退院すれば忘れます 病棟の恋心

誰かに甘えたいと思うのは年齢を問いません

生まれて初めての昨年2019年末から2020年の春まで3ヵ月に及ぶ入院と静養、夏の一か月の抗がん剤投与に伴う入院、そして夏の終わりの二週間、そして秋には三度目の入院して病棟で過ごせば知らなかったことに気づくくことがたくさんありました。

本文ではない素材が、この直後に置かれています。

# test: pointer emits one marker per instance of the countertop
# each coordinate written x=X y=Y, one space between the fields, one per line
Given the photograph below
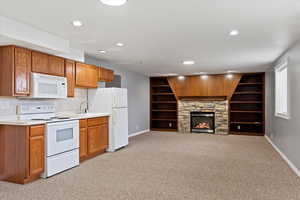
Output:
x=15 y=121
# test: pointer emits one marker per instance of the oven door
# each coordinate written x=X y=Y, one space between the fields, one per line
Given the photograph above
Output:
x=62 y=137
x=46 y=86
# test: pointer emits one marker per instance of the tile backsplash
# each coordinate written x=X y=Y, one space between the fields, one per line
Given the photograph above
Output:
x=8 y=104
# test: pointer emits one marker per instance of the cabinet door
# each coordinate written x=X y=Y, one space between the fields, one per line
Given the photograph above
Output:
x=70 y=74
x=110 y=75
x=101 y=74
x=22 y=71
x=86 y=75
x=40 y=62
x=36 y=155
x=104 y=136
x=56 y=66
x=36 y=150
x=83 y=151
x=105 y=75
x=94 y=139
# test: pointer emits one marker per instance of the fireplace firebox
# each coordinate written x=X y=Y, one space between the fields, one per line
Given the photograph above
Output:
x=202 y=122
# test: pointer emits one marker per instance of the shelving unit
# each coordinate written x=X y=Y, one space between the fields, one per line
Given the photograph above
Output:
x=163 y=105
x=247 y=115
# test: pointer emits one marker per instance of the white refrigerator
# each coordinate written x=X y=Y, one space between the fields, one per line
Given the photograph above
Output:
x=113 y=101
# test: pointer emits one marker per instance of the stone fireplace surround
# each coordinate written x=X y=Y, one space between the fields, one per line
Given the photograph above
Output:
x=219 y=107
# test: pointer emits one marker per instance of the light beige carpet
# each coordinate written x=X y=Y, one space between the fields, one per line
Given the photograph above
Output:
x=175 y=167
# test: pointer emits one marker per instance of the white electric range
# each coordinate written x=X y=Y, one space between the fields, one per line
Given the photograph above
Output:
x=61 y=137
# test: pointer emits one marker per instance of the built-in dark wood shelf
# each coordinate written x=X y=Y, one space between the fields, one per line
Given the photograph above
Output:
x=163 y=105
x=259 y=102
x=164 y=110
x=246 y=111
x=163 y=94
x=158 y=86
x=164 y=102
x=173 y=120
x=247 y=106
x=250 y=92
x=246 y=133
x=256 y=123
x=250 y=83
x=164 y=129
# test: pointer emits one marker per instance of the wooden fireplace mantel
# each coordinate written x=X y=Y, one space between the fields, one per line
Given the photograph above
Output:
x=209 y=87
x=199 y=98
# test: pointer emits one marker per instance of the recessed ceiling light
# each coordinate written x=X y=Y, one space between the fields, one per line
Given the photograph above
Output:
x=181 y=77
x=113 y=2
x=231 y=71
x=119 y=44
x=230 y=76
x=77 y=23
x=204 y=77
x=198 y=73
x=102 y=51
x=234 y=33
x=188 y=62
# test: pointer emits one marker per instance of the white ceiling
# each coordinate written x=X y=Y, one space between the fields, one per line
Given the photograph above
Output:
x=160 y=34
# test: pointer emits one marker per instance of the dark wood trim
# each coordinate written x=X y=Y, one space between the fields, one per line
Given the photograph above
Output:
x=247 y=106
x=163 y=105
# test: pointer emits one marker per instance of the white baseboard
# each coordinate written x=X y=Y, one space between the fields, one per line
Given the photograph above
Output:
x=292 y=166
x=139 y=133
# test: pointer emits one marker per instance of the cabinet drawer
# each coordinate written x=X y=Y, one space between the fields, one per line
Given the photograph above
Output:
x=37 y=131
x=97 y=121
x=83 y=123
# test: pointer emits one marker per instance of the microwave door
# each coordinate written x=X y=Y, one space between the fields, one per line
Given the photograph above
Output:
x=45 y=89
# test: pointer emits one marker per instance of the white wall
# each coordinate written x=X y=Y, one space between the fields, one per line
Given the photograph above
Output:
x=138 y=95
x=285 y=134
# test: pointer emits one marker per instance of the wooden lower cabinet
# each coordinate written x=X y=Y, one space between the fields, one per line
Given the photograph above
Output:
x=93 y=137
x=36 y=155
x=22 y=153
x=83 y=151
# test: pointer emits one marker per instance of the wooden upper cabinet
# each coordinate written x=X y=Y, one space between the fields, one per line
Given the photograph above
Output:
x=86 y=75
x=106 y=75
x=47 y=64
x=40 y=62
x=15 y=67
x=70 y=74
x=22 y=71
x=56 y=66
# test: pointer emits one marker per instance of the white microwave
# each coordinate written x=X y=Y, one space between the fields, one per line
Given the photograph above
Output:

お医者さん、看護師のみなさん、ヘルパーさんやさまざまなスタッフへのみなさんの献身的な仕事ぶりに感謝しながら病棟暮らしで起きたことをまとめています。 今朝は昨日のエールを視てのこころです。

NHK連続小説エールより

看護師をしている華は古山雄一と音の娘、新たにリハビリに取り組むにあたり担当するのは気になっている入院患者でロカビリー歌手の霧島アキラとなる。
アキラは華につき合ってくれと告白するが、華は「よくあることなんです。退院すれば忘れます」とたしなめてその気持ちに応えられないという。さて二人の恋の行方は華の新しい生きがいはリハビリかさてアキラか。

病棟の恋心は献身的な介護から

病棟で活躍する看護師さんはローテーション勤務で24時間私たち患者に献身的な介護をしてくれます。
ナイチンゲールの言葉にこういうものがあります。
「患者の顔に現われるあらゆる変化、姿勢や態度のあらゆる変化、声の変化のすべてについて、その意味を理解すべきなのである…患者が何を感じているかを…言わせることなく…読みとること」

体に不安を持ち心細くも感ずる私たちは読み取ってくれる看護師さんに母性にも似た献身を見ることになります。そして恋する気持ちに近いものを持つようになるのです。

よい恋をしているんだね

私の場合はまだ一年目の看護師さんの一人がよく担当としてお世話してもらううちに元気な朝の挨拶や心配してくれる言葉をもらううちに彼女が担当する日が楽しみで仕方なくなった。
ある日元気な笑顔に「よい恋をしていそうだね」と聞けば「ハイ!とてもうれしくてがんばれます」と言った。
はかない恋のような心は敗れ、途端に”娘”のような気持ちになって「おじさんも応援するぞ」などと善い人となった。もちろん将来も何もない心ではあるけれど退院までの気持ちとなった。

二度目の入院での再会は

春までの3ヵ月半の入院でお世話になった多くのみなさんとは退院すればもう会うことはなくなる。外来で通うことはありますがコロナ禍の中、必要なく病棟へ上がることなどできないのです。
それでもこの秋に3日間の短期入院手術で再び同じ病棟にお世話になった。
証てしまえば彼女や多くのみなさんとの再会を期待して入院した。
ローテーションでやってくる看護師さんの中に彼女はいず、点滴が入りにくい私に何人かヘルプを頼まれて何人かと共に彼女がやってきた。
そして顔を見るやいなや「私ムリ!」と言って笑顔で立ち去ってしまった。
退院しても手間がかかる私のことはこうして記憶していてくれたのである。
「彼とのよい恋が続きますように」、瞬間に父となって祈ったのでありました。